Appendix D. Controller Implementation

Appendix D. Controller Implementation COMPUTER ORGANIZATION AND DESIGN The Hardware/Software Iterface 5 th Editio Appedix D Cotroller Implemetatio Cotroller Implemetatios Combiatioal logic (sigle-cycle); Fiite state machie (multi-cycle, pipelied);

More information

Morgan Kaufmann Publishers 26 February, COMPUTER ORGANIZATION AND DESIGN The Hardware/Software Interface. Chapter 5

Morgan Kaufmann Publishers 26 February, COMPUTER ORGANIZATION AND DESIGN The Hardware/Software Interface. Chapter 5 Morga Kaufma Publishers 26 February, 28 COMPUTER ORGANIZATION AND DESIGN The Hardware/Software Iterface 5 th Editio Chapter 5 Set-Associative Cache Architecture Performace Summary Whe CPU performace icreases:

More information

Chapter 3 Classification of FFT Processor Algorithms

Chapter 3 Classification of FFT Processor Algorithms Chapter Classificatio of FFT Processor Algorithms The computatioal complexity of the Discrete Fourier trasform (DFT) is very high.
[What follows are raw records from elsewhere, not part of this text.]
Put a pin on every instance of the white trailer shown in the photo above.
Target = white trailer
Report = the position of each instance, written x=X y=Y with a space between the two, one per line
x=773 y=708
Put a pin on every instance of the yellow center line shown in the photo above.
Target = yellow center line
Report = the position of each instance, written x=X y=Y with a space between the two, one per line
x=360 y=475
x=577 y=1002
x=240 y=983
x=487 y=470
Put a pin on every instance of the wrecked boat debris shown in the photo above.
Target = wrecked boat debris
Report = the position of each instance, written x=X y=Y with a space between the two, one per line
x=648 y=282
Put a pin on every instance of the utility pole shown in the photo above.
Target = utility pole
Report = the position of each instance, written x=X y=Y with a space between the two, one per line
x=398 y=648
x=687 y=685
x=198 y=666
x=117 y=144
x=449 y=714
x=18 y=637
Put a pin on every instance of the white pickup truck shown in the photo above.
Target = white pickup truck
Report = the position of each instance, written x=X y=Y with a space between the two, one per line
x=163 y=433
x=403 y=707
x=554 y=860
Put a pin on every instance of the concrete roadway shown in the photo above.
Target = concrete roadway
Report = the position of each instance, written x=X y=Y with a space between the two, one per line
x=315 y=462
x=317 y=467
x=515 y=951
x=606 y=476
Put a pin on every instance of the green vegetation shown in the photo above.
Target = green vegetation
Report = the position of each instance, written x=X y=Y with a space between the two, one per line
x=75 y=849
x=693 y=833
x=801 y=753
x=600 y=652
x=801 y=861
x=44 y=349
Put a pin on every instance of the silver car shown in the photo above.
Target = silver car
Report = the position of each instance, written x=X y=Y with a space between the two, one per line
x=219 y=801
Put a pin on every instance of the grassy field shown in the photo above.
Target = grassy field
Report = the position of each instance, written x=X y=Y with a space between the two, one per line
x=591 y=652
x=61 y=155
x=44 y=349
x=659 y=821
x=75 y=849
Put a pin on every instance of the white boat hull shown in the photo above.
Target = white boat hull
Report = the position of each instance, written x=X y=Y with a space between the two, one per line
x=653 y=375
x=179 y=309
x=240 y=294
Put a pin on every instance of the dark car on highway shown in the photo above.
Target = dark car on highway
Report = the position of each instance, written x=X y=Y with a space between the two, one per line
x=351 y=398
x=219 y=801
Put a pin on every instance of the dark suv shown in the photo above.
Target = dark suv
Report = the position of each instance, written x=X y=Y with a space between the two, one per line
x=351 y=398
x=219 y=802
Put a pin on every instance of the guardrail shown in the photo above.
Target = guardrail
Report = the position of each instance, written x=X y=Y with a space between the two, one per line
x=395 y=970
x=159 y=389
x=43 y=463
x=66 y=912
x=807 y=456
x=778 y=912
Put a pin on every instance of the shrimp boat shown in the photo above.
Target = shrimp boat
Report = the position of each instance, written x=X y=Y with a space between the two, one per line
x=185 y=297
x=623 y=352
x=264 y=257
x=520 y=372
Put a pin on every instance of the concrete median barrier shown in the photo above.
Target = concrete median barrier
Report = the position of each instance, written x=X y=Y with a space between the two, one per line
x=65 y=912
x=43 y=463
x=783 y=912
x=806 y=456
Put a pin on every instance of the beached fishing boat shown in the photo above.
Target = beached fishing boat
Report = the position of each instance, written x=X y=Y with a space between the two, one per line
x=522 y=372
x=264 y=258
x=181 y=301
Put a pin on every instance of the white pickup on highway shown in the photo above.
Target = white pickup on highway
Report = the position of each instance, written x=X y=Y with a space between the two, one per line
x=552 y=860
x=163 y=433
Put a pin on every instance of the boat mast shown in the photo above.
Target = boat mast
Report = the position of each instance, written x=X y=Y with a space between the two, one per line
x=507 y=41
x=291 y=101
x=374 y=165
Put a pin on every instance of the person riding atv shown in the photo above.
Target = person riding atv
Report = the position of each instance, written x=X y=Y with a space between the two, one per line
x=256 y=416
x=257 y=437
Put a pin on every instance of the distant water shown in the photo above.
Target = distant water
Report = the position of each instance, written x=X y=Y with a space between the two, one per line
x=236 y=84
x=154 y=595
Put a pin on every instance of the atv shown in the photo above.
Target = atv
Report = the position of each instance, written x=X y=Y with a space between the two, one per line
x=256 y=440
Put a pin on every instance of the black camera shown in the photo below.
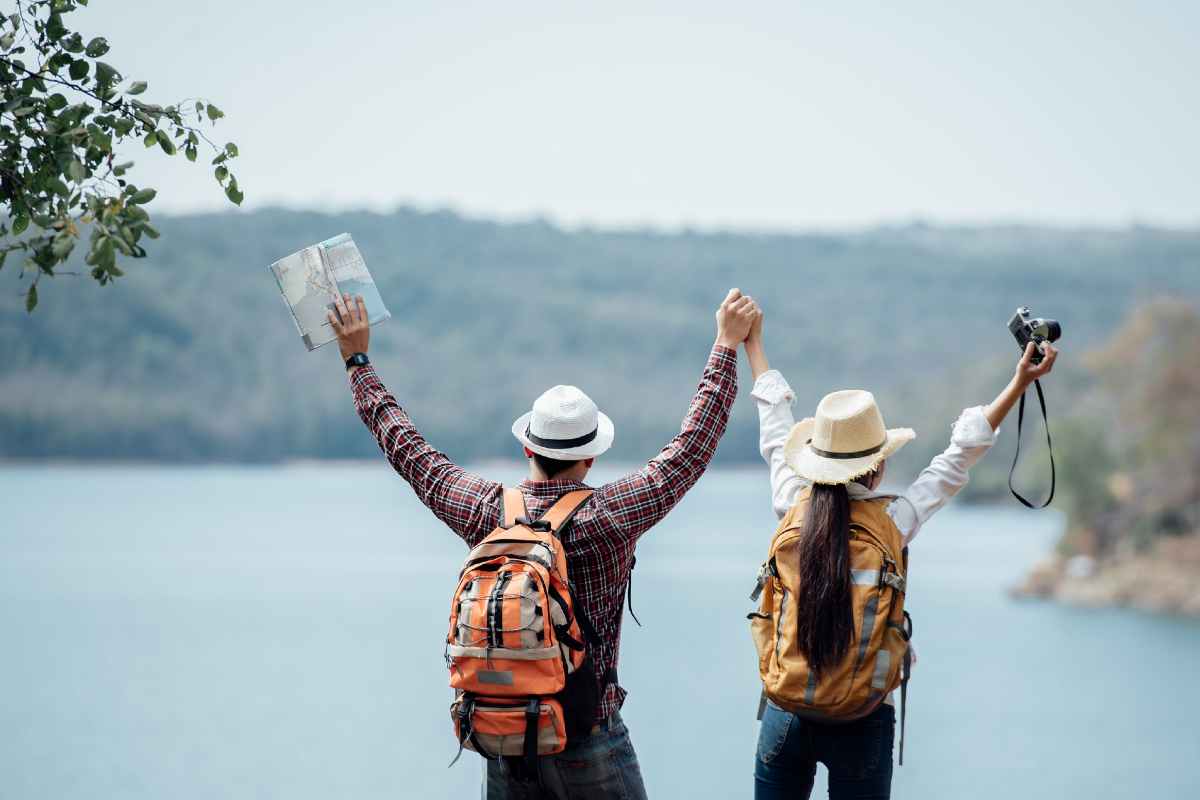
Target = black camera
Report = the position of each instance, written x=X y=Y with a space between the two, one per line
x=1026 y=328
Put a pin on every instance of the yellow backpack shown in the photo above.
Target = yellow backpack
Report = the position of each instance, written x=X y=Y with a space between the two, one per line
x=877 y=660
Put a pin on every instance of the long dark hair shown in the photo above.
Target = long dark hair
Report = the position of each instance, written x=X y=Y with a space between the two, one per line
x=825 y=618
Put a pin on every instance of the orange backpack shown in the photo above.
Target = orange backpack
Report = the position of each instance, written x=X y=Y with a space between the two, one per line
x=879 y=657
x=516 y=642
It requires () 2 complex multiplicatios ad () complex additios [5]. As

More information

CSC 220: Computer Organization Unit 11 Basic Computer Organization and Design

CSC 220: Computer Organization Unit 11 Basic Computer Organization and Design College of Computer ad Iformatio Scieces Departmet of Computer Sciece CSC 220: Computer Orgaizatio Uit 11 Basic Computer Orgaizatio ad Desig 1 For the rest of the semester, we ll focus o computer architecture:

More information

A Study on the Performance of Cholesky-Factorization using MPI

A Study on the Performance of Cholesky-Factorization using MPI A Study o the Performace of Cholesky-Factorizatio usig MPI Ha S. Kim Scott B. Bade Departmet of Computer Sciece ad Egieerig Uiversity of Califoria Sa Diego {hskim, bade}@cs.ucsd.edu Abstract Cholesky-factorizatio

More information

Lecture Notes 6 Introduction to algorithm analysis CSS 501 Data Structures and Object-Oriented Programming

Lecture Notes 6 Introduction to algorithm analysis CSS 501 Data Structures and Object-Oriented Programming Lecture Notes 6 Itroductio to algorithm aalysis CSS 501 Data Structures ad Object-Orieted Programmig Readig for this lecture: Carrao, Chapter 10 To be covered i this lecture: Itroductio to algorithm aalysis

More information

Ones Assignment Method for Solving Traveling Salesman Problem

Ones Assignment Method for Solving Traveling Salesman Problem Joural of mathematics ad computer sciece 0 (0), 58-65 Oes Assigmet Method for Solvig Travelig Salesma Problem Hadi Basirzadeh Departmet of Mathematics, Shahid Chamra Uiversity, Ahvaz, Ira Article history:

More information

Chapter 4. Procedural Abstraction and Functions That Return a Value. Copyright 2015 Pearson Education, Ltd.. All rights reserved.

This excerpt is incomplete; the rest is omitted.